Here the residuals are plotted, and again, the areas in which the algorithm did not fully succeed are highlighted, while most of the field has a well-calculated ice drift.

# Plotting a histogram

minbin = math.floor(limminres)
maxbin = math.ceil(limmaxres) + 1
hbins = list(range(minbin, maxbin, 1))
#step = 0.5
#hbins = [(step * x) + minbin for x in range((int(abs(maxbin - minbin) / step)))]

import matplotlib.transforms as transforms

fig = plt.figure(figsize=(12,5))
ax = {}
c = {}
for i, var in enumerate(list(resdata.keys())):
    ax[i] = fig.add_subplot(1,len(resdata),i+1)    
    ax[i].hist(resdata[var][:].flatten(), bins=hbins)
    ax[i].set_title('{}-drift residuals'.format(var[1:2]), fontsize=12)

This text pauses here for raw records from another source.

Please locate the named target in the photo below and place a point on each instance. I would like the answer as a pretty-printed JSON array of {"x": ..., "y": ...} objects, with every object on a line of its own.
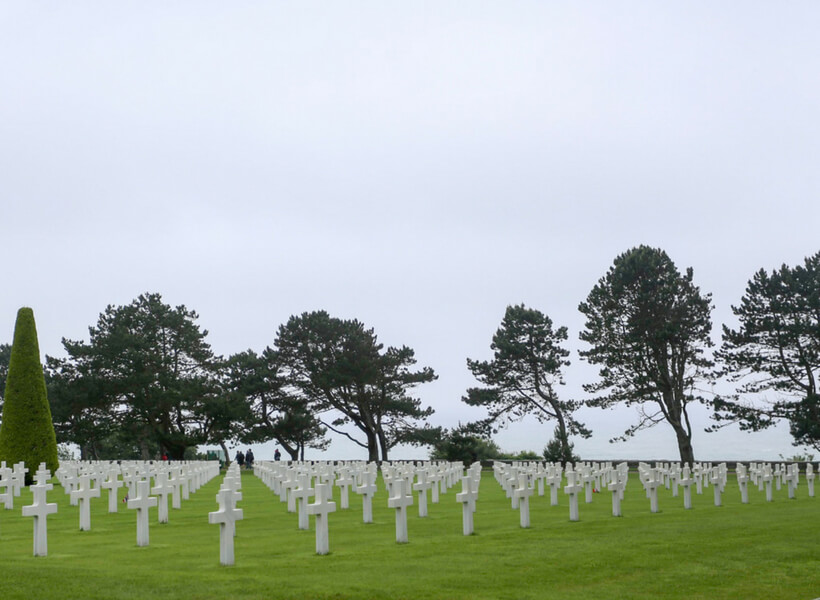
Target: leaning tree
[
  {"x": 648, "y": 326},
  {"x": 775, "y": 350},
  {"x": 523, "y": 375}
]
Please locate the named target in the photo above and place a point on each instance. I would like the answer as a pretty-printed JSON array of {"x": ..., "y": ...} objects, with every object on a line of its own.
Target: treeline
[{"x": 147, "y": 383}]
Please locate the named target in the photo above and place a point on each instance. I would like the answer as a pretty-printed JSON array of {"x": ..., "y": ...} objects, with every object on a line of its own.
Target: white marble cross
[
  {"x": 687, "y": 481},
  {"x": 467, "y": 497},
  {"x": 302, "y": 494},
  {"x": 573, "y": 488},
  {"x": 175, "y": 480},
  {"x": 742, "y": 482},
  {"x": 400, "y": 501},
  {"x": 290, "y": 484},
  {"x": 321, "y": 509},
  {"x": 554, "y": 481},
  {"x": 587, "y": 478},
  {"x": 767, "y": 481},
  {"x": 42, "y": 475},
  {"x": 421, "y": 487},
  {"x": 343, "y": 483},
  {"x": 715, "y": 480},
  {"x": 523, "y": 493},
  {"x": 83, "y": 495},
  {"x": 434, "y": 478},
  {"x": 7, "y": 497},
  {"x": 226, "y": 517},
  {"x": 367, "y": 491},
  {"x": 162, "y": 489},
  {"x": 616, "y": 486},
  {"x": 142, "y": 502},
  {"x": 18, "y": 477},
  {"x": 40, "y": 510},
  {"x": 112, "y": 484},
  {"x": 651, "y": 485},
  {"x": 792, "y": 477}
]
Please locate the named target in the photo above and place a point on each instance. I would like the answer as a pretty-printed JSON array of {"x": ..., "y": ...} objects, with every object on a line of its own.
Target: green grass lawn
[{"x": 758, "y": 550}]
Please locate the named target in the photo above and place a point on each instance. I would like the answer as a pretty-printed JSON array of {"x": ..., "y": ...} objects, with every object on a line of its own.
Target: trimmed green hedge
[{"x": 27, "y": 431}]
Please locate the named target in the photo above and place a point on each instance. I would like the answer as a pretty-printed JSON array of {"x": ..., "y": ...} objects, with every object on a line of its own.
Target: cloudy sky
[{"x": 416, "y": 165}]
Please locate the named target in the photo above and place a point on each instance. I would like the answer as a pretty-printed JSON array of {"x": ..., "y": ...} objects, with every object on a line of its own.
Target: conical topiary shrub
[{"x": 26, "y": 431}]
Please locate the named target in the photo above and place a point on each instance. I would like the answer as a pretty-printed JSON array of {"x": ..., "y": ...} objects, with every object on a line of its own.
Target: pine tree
[{"x": 27, "y": 432}]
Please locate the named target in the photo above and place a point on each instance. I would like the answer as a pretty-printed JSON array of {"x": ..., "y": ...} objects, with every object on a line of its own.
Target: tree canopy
[
  {"x": 276, "y": 410},
  {"x": 648, "y": 327},
  {"x": 776, "y": 349},
  {"x": 27, "y": 433},
  {"x": 342, "y": 371},
  {"x": 153, "y": 378},
  {"x": 522, "y": 377},
  {"x": 5, "y": 358}
]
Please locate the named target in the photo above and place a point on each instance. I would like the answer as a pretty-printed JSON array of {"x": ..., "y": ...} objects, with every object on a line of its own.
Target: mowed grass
[{"x": 758, "y": 550}]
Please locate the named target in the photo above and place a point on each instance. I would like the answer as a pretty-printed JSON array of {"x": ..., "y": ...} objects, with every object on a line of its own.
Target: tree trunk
[
  {"x": 566, "y": 452},
  {"x": 687, "y": 454},
  {"x": 372, "y": 447}
]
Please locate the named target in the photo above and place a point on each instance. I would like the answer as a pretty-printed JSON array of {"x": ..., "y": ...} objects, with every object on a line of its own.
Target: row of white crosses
[
  {"x": 519, "y": 481},
  {"x": 292, "y": 481}
]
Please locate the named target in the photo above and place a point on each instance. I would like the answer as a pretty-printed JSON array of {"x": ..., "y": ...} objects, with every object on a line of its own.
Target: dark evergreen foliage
[
  {"x": 776, "y": 350},
  {"x": 27, "y": 433},
  {"x": 340, "y": 369},
  {"x": 648, "y": 327},
  {"x": 521, "y": 378},
  {"x": 147, "y": 374}
]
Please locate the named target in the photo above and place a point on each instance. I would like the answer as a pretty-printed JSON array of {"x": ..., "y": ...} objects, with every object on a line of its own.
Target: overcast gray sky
[{"x": 416, "y": 165}]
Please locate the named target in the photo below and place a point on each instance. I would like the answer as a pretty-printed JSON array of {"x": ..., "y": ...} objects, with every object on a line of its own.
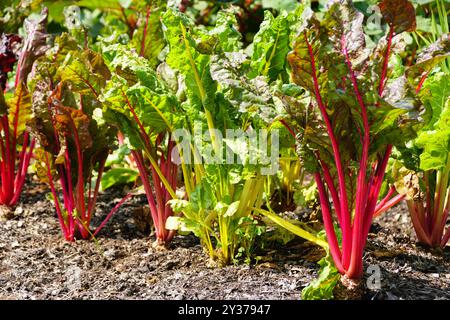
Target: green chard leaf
[{"x": 270, "y": 46}]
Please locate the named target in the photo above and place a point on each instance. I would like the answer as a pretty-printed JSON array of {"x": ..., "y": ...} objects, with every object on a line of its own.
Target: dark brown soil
[{"x": 36, "y": 262}]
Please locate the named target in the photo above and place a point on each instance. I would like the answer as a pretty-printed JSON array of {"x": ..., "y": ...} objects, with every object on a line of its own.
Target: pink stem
[
  {"x": 144, "y": 35},
  {"x": 111, "y": 213},
  {"x": 328, "y": 223},
  {"x": 395, "y": 200},
  {"x": 345, "y": 214}
]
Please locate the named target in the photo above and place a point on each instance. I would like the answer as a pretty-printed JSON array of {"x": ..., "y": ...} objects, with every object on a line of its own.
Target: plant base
[
  {"x": 348, "y": 289},
  {"x": 6, "y": 213}
]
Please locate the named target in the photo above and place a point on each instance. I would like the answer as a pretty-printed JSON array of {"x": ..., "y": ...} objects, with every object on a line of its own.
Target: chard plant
[
  {"x": 143, "y": 108},
  {"x": 362, "y": 101},
  {"x": 424, "y": 179},
  {"x": 73, "y": 141},
  {"x": 225, "y": 90},
  {"x": 16, "y": 144}
]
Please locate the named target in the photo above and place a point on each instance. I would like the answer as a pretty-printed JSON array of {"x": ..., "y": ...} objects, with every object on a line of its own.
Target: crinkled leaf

    ax[i].text(0.39,0.96, 'BIAS: {:.2f} [km]'.format(np.nanmean(resdata[var])),
        transform=ax[i].transAxes, ha='right', va='top', fontsize='xx-small')
    ax[i].text(0.39,0.90, 'RMSE: {:.2f} [km]'.format(np.nanstd(resdata[var])),
        transform=ax[i].transAxes, ha='right', va='top', fontsize='xx-small')

if plotfigs:
    plt.savefig(os.path.join(figpath, 'hist_res.png'))
plt.show()

_images/e6f007b9eb700f008c9c48789891bad8be68affa62569c2b20fcd4c687633e2b.png

The histograms of residuals are shown here. The RMSE for this artifical data is below the target value of 2.6 km/day from the MRD, ~2 km (lower for y-direction). The bias is also reasonably low, -0.3 km (lower for y-direction). The mismatch between x and y here is due to the fact that the bulk of the error comes from the one single patch that the algorithm did not calculate well in the x-direction. It is predicted that this will not be an issue with more realistic test scenes.

In addition, the residuals here are not expected to be accurate, due to the lack of natural features in the test card, and the fact that the second gridded image was exactly the first gridded image but with a shift. We will be able to characterise likely residuals better with the more realistic test cards we are planning to use in L2PAD.